Two very different cost structures sit in this table. Renting a GPU in the cloud is a pure operating cost: you pay by the hour, with no capital outlay, and stop paying the moment you shut the instance down — ideal for spiky or short-lived workloads. Buying the card is a capital cost you amortize over its life, plus power, cooling, hosting and maintenance. The crossover is largely about utilization: at, say, $1.59/hr a card costs about $1,160/month if you run it 24×7, so a $15,000 card pays for itself in roughly a year of continuous use — but only if you keep it busy. Idle owned hardware is the most expensive compute there is.

How to read this table

VRAM is the hard constraint — it decides which models fit (see the open-weight VRAM table). The three cloud columns are list rates for on-demand instances; spot or interruptible pricing is often far cheaper, and rates vary by region and availability, so treat these as a snapshot, not a quote. Buy $ is an approximate street price for the card alone, not a complete server. TFLOPS fp16 is a rough proxy for raw throughput (higher is faster), and TDP is the power draw that drives your electricity and cooling bill — multiply watts by your $/kWh and run-hours to estimate energy cost.

Where the data comes from

Hourly rates and the verification date come from the provider pricing pages linked in the Source column; the specs (VRAM, TFLOPS, TDP) are the manufacturer's published figures and approximate street prices for the buy column. Cloud pricing is the most volatile data on this site — providers change rates frequently and availability shifts hour to hour — so a ⚠️ marks any row that has aged past our staleness threshold. As everywhere on the site, these are convenience defaults: every rate is an editable input in the calculators, so your estimate stays correct even when a default drifts.

Frequently asked questions

Why does the same GPU cost so differently across providers?

Hyperscalers like AWS bundle in networking, managed services, support and SLAs, so their on-demand rate is typically higher than specialist GPU clouds such as RunPod or Lambda. The right choice depends on whether you need that surrounding platform or just raw compute.
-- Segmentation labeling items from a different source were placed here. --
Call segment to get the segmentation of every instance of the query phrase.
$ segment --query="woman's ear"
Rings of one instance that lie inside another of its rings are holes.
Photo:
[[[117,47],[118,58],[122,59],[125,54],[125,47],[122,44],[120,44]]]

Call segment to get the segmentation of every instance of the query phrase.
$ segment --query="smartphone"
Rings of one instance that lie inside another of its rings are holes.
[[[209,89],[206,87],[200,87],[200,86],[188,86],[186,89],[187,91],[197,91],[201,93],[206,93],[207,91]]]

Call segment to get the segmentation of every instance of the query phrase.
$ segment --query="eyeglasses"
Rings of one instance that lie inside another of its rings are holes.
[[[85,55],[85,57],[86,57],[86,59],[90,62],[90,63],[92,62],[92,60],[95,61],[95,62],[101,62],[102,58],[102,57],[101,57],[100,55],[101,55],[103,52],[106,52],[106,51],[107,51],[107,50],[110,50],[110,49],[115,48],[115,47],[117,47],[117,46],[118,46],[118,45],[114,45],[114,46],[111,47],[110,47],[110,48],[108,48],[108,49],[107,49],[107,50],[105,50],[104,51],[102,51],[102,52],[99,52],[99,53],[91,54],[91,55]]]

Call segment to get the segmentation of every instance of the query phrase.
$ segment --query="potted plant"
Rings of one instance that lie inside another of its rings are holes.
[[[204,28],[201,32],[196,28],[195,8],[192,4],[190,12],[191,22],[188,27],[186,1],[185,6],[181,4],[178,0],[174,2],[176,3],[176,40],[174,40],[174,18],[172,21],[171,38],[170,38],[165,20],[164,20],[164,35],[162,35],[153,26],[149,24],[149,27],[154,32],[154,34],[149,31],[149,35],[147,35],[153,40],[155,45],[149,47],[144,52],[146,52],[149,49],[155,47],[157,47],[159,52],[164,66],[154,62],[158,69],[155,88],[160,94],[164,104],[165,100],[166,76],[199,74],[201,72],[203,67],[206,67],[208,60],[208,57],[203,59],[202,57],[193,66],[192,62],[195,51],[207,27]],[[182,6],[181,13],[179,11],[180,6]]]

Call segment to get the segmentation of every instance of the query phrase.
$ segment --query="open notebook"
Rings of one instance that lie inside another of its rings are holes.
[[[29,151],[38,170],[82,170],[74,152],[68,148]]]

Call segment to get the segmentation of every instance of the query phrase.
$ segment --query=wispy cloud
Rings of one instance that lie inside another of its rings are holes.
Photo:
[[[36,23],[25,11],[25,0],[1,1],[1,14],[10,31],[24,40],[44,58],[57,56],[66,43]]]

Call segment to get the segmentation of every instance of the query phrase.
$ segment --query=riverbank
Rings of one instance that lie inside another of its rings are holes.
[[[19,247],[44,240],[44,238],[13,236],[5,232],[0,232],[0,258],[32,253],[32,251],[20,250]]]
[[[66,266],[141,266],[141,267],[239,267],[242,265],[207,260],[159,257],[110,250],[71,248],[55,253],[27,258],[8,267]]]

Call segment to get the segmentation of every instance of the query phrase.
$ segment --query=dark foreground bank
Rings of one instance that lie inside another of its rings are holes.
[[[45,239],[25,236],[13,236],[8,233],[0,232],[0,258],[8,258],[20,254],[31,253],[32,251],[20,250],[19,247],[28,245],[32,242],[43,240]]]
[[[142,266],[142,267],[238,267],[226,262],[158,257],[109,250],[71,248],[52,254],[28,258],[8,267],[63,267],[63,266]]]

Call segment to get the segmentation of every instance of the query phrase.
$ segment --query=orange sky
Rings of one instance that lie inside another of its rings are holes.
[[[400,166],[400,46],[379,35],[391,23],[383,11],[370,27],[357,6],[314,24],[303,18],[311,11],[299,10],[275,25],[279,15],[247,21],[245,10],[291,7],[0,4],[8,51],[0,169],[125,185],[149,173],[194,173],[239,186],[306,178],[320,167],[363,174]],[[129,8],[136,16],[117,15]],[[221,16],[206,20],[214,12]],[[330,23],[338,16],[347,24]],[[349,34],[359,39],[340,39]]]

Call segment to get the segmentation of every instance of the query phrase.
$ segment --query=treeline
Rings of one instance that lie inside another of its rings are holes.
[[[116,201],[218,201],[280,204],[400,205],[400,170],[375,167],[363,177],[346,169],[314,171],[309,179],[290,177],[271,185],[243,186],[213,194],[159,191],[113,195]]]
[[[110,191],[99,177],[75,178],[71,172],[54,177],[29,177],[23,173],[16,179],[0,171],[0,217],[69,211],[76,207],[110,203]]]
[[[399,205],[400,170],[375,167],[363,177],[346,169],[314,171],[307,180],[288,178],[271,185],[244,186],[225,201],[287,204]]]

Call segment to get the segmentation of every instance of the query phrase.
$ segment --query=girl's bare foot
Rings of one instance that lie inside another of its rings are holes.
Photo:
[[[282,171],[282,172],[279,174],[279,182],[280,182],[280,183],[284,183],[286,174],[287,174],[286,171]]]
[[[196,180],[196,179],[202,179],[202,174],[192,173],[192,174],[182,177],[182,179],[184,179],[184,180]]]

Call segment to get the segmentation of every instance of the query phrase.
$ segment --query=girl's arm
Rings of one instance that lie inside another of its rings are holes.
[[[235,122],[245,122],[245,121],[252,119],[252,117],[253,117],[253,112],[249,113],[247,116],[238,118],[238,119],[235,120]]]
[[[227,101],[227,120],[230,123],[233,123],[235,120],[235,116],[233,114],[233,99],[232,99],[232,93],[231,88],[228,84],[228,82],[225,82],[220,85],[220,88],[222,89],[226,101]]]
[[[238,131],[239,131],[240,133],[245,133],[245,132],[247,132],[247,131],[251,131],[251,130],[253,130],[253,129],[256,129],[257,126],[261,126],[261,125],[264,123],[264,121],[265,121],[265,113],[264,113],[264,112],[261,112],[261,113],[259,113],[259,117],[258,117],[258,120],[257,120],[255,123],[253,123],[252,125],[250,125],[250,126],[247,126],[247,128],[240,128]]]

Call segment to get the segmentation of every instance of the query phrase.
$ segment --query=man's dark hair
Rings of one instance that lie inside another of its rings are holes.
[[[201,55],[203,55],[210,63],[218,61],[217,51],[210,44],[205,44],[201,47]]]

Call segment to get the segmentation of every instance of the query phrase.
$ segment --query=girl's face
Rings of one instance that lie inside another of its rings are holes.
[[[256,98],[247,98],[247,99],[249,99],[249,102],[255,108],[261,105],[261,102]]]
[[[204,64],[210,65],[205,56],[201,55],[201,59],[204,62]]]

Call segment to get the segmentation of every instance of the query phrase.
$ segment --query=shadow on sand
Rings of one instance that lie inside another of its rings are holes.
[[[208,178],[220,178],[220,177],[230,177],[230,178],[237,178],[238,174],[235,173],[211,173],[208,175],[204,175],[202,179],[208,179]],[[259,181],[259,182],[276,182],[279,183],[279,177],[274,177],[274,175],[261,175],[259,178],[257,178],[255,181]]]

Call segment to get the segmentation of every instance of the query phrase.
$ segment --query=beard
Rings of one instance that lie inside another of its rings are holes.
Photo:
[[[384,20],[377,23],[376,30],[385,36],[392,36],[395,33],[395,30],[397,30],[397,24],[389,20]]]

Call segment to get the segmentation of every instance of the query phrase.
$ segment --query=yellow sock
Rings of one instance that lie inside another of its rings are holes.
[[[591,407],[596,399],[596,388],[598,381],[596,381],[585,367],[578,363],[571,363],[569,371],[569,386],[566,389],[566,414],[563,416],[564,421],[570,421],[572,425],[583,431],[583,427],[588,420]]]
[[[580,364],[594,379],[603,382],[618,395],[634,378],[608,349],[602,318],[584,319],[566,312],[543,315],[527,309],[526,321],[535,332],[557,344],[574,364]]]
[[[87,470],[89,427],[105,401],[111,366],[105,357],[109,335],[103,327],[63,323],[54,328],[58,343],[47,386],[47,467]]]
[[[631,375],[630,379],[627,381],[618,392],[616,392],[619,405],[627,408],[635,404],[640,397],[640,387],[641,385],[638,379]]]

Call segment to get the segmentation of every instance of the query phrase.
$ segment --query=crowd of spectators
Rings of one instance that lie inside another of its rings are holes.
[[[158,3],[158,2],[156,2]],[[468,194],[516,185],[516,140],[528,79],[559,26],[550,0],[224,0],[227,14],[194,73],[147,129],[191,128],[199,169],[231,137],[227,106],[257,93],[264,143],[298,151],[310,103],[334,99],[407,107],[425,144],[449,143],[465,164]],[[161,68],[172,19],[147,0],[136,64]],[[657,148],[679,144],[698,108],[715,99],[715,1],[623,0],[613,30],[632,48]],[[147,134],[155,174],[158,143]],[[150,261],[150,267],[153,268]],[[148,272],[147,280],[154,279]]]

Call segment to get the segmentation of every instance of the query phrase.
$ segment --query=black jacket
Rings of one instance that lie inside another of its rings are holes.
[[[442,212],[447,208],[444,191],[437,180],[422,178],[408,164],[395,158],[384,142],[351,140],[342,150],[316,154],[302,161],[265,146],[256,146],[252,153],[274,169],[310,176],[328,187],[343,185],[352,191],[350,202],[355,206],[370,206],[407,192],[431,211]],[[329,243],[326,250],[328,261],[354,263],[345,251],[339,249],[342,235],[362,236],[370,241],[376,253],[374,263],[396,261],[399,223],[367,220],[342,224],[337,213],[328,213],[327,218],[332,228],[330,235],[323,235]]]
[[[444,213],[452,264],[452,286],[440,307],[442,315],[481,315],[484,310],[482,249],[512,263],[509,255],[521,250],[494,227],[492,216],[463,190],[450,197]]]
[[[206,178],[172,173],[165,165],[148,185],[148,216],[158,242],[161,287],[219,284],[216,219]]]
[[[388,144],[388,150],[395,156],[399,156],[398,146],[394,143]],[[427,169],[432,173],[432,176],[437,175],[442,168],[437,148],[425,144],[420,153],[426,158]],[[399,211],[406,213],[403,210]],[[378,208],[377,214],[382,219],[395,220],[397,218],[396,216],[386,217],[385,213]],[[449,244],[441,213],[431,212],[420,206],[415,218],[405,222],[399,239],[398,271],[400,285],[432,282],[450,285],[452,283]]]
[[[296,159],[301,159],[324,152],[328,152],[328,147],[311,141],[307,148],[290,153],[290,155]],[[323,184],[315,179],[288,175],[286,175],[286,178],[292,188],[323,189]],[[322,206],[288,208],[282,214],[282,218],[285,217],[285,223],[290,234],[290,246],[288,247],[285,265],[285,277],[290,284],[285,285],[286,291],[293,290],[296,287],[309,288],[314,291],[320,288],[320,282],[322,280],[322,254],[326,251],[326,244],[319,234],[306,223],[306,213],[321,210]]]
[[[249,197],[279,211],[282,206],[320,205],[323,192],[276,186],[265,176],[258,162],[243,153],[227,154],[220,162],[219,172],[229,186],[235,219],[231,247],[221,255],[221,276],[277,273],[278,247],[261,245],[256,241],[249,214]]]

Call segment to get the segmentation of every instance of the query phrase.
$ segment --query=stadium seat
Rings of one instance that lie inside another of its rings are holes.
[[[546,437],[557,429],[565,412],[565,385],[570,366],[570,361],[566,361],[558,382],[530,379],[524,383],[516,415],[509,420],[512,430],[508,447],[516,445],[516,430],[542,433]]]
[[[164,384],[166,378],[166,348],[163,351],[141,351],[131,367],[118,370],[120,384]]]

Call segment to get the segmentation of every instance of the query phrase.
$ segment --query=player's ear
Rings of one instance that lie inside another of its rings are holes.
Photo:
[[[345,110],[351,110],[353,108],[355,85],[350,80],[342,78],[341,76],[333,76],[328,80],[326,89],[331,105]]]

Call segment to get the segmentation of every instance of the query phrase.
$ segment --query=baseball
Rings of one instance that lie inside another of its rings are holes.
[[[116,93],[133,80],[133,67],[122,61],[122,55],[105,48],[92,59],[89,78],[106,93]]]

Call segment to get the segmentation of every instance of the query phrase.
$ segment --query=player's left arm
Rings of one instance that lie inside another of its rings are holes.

What does a dash (—) in a cloud column mean?

It means that provider does not publicly list that GPU at the verification date — not that it is free. Availability changes often, so a card missing today may appear later.

When is buying cheaper than renting?

Roughly when you can keep the card busy near 24×7 for longer than its payback period — often about a year of continuous use for high-end cards. Below that utilization, renting usually wins because you stop paying when idle. The GPU TCO calculator models the full multi-year comparison including power.

Do these rates include electricity?

Cloud rates do — power is baked into the hourly price. The Buy $ column does not: if you own the hardware, add energy (TDP × hours × $/kWh), cooling and hosting. The TDP column gives you the watts to start from.

Disclaimer. LLMTCO provides cost estimates and planning tools for informational purposes only. AI API and GPU prices change frequently; bundled defaults reflect publicly listed prices as of the verification date shown (Jun 25, 2026) and may be out of date — always confirm current pricing with the provider. These figures are estimates, not financial, tax, or procurement advice, and do not capture every real-world factor (latency, reliability, compliance, data privacy, engineering time).